Hockey Fights Cancer is exactly the kind of community-building partnership the Utah Mammoth seek out, according to Barney.
“Utah companies aren’t just stepping up and buying TV spots from us and buying signs,” he says. “We really want to use the platform to create meaningful opportunities in the community. And our partners really lean into that.”
5. Win.
Nothing strengthens the bond between a city and a team like a run through the Stanley Cup playoffs.
The Tampa Bay Lightning joined the NHL in 1992 and has made it to the Stanley Cup Finals five times, winning the Cup in its 12th season, then winning back-to-back in 2020 and 2021. The Lightning have sold out a remarkable 414 consecutive home games.
On the other hand, the Columbus Blue Jackets joined the NHL in 2000, and they’ve missed the Stanley Cup playoffs in 19 of their 25 seasons. So it should be no surprise that Columbus ranks last in valuation and revenue generation and infrequently sells out its home arena.
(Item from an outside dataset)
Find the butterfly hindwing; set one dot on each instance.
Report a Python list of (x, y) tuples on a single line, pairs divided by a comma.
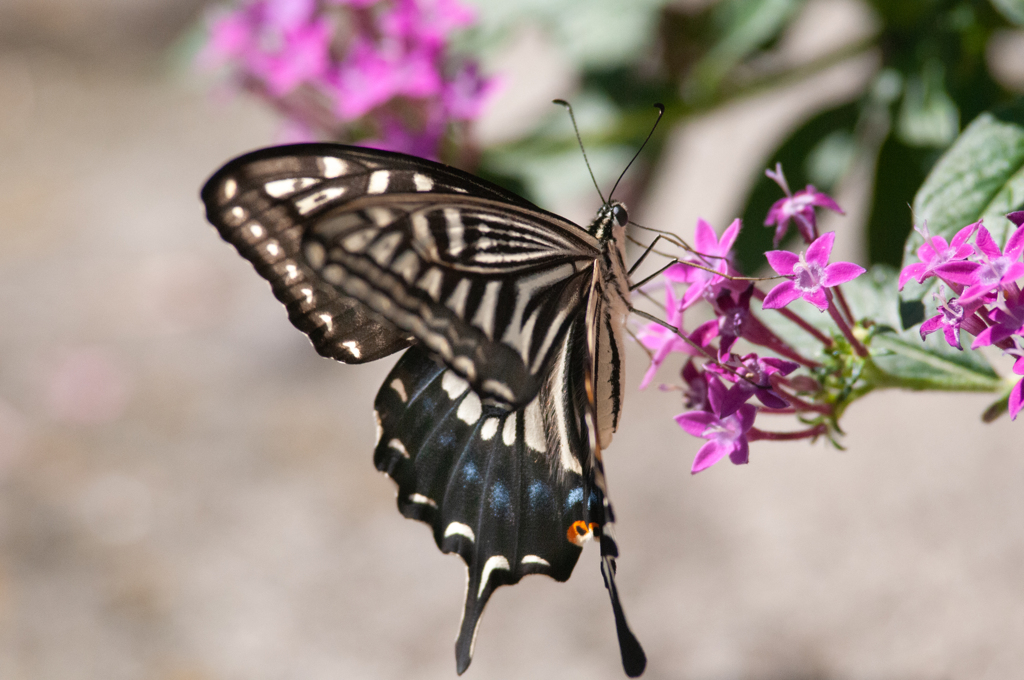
[(501, 487)]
Chris Armstrong believes the Mammoth have assembled a compelling team of young, high-energy players who should be lightning fast and fun to watch.
The Mammoth will be one of the youngest teams in the NHL, and they signed several of their brightest stars to long-term contracts — their 27-year-old leading scorer Keller, signed through 2028; their 29-year-old goalie Vejmelka, signed through 2030; their new goal scorer, 23-year-old JJ Peterka, who signed a contract through 2030 after being acquired from the Buffalo Sabres; and promising 22-year-old forward Dylan Guenther, signed all the way through 2033.
“We are all hypercompetitive individuals who want to win,” Armstrong says. “I think it’s finding a balance between the right culture and the right infrastructure as an organization for that winning to be sustainable. … The other side of that is going for a winning-at-all-costs mentality, where you go for one championship and then pick up the pieces. That’s a hard environment for an athlete.”
McConnell, entering his 29th NHL season, believes fans will see a team hungry to make the playoffs after falling seven points short of the St. Louis Blues for the final spot in the 2025 Stanley Cup playoffs.
“I think the team on the ice is going to be better than they were last year,” McConnell says. “They’ve got an unbelievable nucleus of talent, a bunch of 20-somethings that will bring you out of your seat every night. … I fully anticipate this team knocking on the door for a playoff spot next spring.”
Bleacher Report agrees, predicting that the Mammoth will make the Stanley Cup playoffs.
As the puck drops on a new season, one thing is clear: Utah’s Mammoth love story is just getting started.